Ambarabà

Anch'io ero torinese, una volta.


Torino è una città bellissima nella quale a 16 anni ho preso il tram numero dieci cha da Barriera di Milano andava a Mirafiori. Alla Fabbrica. I binari del tram in Corso Vercelli erano due rette che sembravano toccarsi, all'orizzonte di Porta palazzo e del Balun. Alle sei di mattina di una mattina d'inverno e le luci erano rossastre in mezzo alla nebbia. Era il tempo in cui c'erano ancora le latterie e ci potevi entrare dentro a prendere un caffelatte col croissant (grasie, neh, madamin!) Torino è la città violenta che ha mandato i suoi cellerini a malmenarmi quando in piazza facevo le manifestazioni. A vederlo in televisione sembra un film ma i manganelli erano duri.
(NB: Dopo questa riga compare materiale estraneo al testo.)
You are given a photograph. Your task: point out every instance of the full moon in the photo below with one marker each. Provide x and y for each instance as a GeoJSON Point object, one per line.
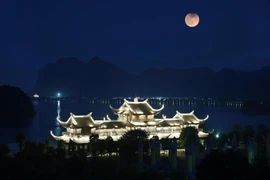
{"type": "Point", "coordinates": [192, 19]}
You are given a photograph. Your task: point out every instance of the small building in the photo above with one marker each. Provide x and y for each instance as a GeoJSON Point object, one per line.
{"type": "Point", "coordinates": [131, 115]}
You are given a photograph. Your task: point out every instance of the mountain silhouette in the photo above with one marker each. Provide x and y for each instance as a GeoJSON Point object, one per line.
{"type": "Point", "coordinates": [99, 78]}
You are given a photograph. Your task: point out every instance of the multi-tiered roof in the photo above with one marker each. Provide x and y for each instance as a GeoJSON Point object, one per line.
{"type": "Point", "coordinates": [85, 123]}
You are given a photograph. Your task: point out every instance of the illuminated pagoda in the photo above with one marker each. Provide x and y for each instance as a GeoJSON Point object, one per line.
{"type": "Point", "coordinates": [131, 115]}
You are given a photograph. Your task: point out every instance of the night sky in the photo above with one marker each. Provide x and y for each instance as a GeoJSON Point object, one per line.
{"type": "Point", "coordinates": [134, 35]}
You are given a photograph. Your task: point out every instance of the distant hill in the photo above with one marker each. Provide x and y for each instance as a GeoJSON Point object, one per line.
{"type": "Point", "coordinates": [256, 108]}
{"type": "Point", "coordinates": [99, 78]}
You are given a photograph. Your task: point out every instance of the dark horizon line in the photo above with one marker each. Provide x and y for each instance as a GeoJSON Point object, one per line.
{"type": "Point", "coordinates": [149, 68]}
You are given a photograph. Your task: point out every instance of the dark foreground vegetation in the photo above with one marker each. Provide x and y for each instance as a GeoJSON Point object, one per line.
{"type": "Point", "coordinates": [256, 108]}
{"type": "Point", "coordinates": [107, 159]}
{"type": "Point", "coordinates": [16, 108]}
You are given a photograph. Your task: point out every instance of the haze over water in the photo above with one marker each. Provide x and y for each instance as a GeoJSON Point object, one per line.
{"type": "Point", "coordinates": [220, 118]}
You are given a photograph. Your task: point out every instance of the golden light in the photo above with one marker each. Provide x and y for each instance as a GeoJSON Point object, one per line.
{"type": "Point", "coordinates": [192, 19]}
{"type": "Point", "coordinates": [36, 96]}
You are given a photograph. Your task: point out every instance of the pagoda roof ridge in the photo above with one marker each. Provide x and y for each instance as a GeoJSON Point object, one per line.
{"type": "Point", "coordinates": [79, 120]}
{"type": "Point", "coordinates": [137, 107]}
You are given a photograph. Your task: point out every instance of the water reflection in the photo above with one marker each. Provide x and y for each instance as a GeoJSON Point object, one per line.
{"type": "Point", "coordinates": [58, 111]}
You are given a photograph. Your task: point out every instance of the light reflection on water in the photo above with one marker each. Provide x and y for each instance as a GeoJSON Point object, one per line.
{"type": "Point", "coordinates": [220, 118]}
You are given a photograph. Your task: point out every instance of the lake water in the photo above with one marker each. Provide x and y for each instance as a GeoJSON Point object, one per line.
{"type": "Point", "coordinates": [220, 118]}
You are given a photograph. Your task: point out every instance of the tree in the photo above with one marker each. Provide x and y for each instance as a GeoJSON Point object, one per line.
{"type": "Point", "coordinates": [20, 140]}
{"type": "Point", "coordinates": [4, 150]}
{"type": "Point", "coordinates": [16, 108]}
{"type": "Point", "coordinates": [188, 133]}
{"type": "Point", "coordinates": [261, 167]}
{"type": "Point", "coordinates": [128, 143]}
{"type": "Point", "coordinates": [248, 131]}
{"type": "Point", "coordinates": [262, 132]}
{"type": "Point", "coordinates": [238, 131]}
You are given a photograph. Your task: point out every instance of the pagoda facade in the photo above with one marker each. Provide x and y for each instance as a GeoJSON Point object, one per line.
{"type": "Point", "coordinates": [131, 115]}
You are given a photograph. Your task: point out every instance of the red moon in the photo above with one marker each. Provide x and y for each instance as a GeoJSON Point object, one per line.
{"type": "Point", "coordinates": [192, 19]}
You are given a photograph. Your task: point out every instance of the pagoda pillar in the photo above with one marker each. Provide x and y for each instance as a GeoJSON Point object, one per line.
{"type": "Point", "coordinates": [234, 143]}
{"type": "Point", "coordinates": [157, 151]}
{"type": "Point", "coordinates": [153, 152]}
{"type": "Point", "coordinates": [255, 146]}
{"type": "Point", "coordinates": [250, 150]}
{"type": "Point", "coordinates": [189, 150]}
{"type": "Point", "coordinates": [209, 145]}
{"type": "Point", "coordinates": [268, 145]}
{"type": "Point", "coordinates": [140, 152]}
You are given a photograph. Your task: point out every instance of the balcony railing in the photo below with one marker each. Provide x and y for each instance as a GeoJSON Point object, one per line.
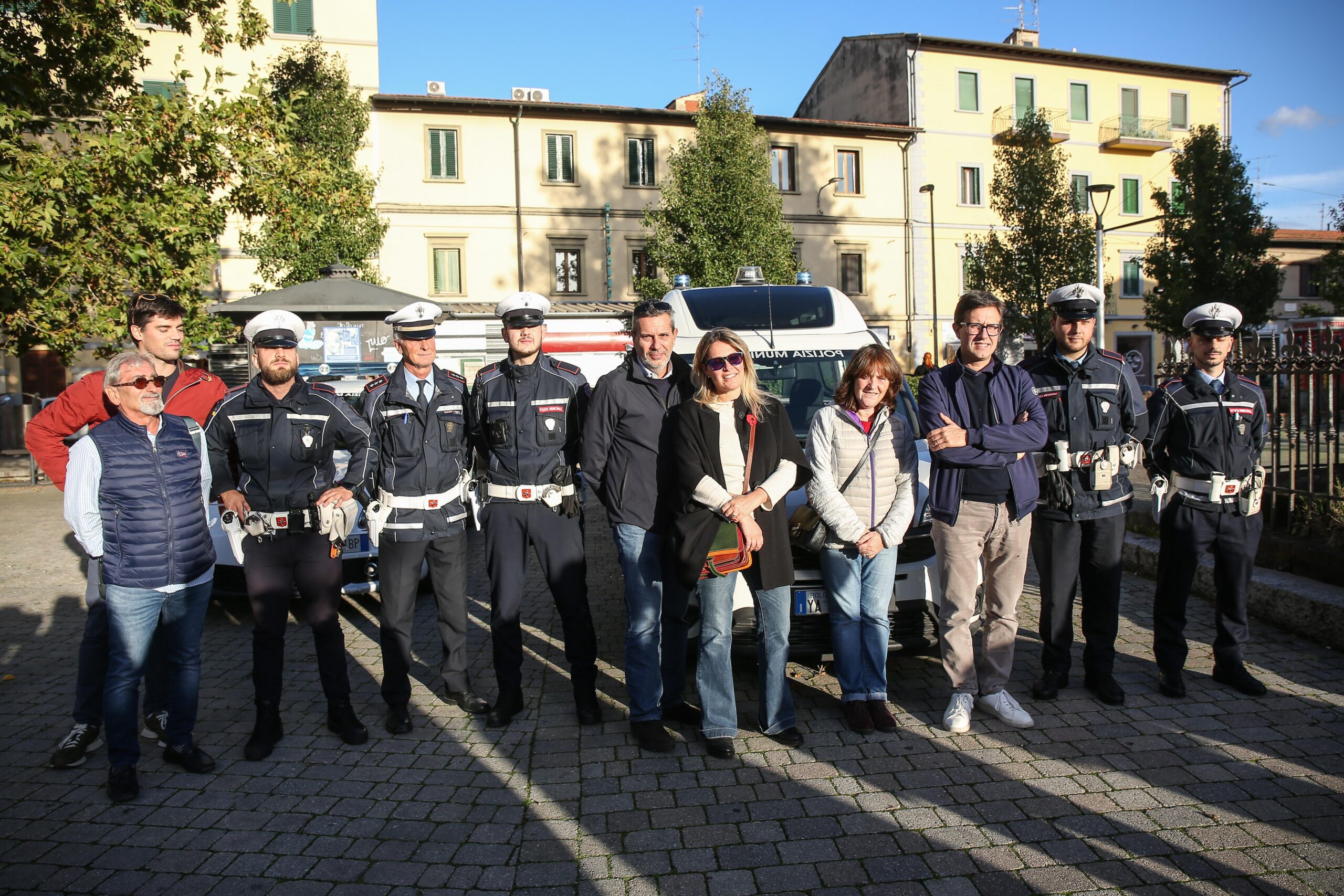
{"type": "Point", "coordinates": [1007, 117]}
{"type": "Point", "coordinates": [1133, 132]}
Torino è la città pacata e colta, che mi ha annichilito con Pavese e aperto la mente con Calvino. E mia madre leggeva dietro di me, per capire i miei sproloqui di diciottenne inquieto. Torino è la città severa che mi ha accolto, me, ferrarese della padania più piatta e mi ha fatto passare dalla fabbrica dai rimbombi ferrosi (ho ancora nel naso l'odore del ferro), alla scrivania di metri quadrati e biglietti in business class. Torino è la città gentile che mi ha guardato stupita e ammirata quando da giovane padre sono andato a star da solo con un figlio piccino (era il mio tempo da eroe ma io non lo sapevo). E quando ha potuto mi ha dato una mano. Torino è la città ingrata che mi ha scaricato, nel mezzo dei miei possenti quarant'anni. E le mie basette avevano i primi fili grigi. Torino è la città rimbellita da lifting costosi nella quale faccio il turista, di tanto in tanto, nei caffè storici sulle cui poltrone ancora si vede il segno delle chiappe di Cavour. E anche se mi apre i suoi ristoranti odorosi il sabato e mi offre i cioccolatini del caffè Torino, la domenica mattina, ormai vive la sua vita senza di me. Ma ero anch'io torinese, una volta. Torinese Olivetti, della sinistra sognante. Non Fiat.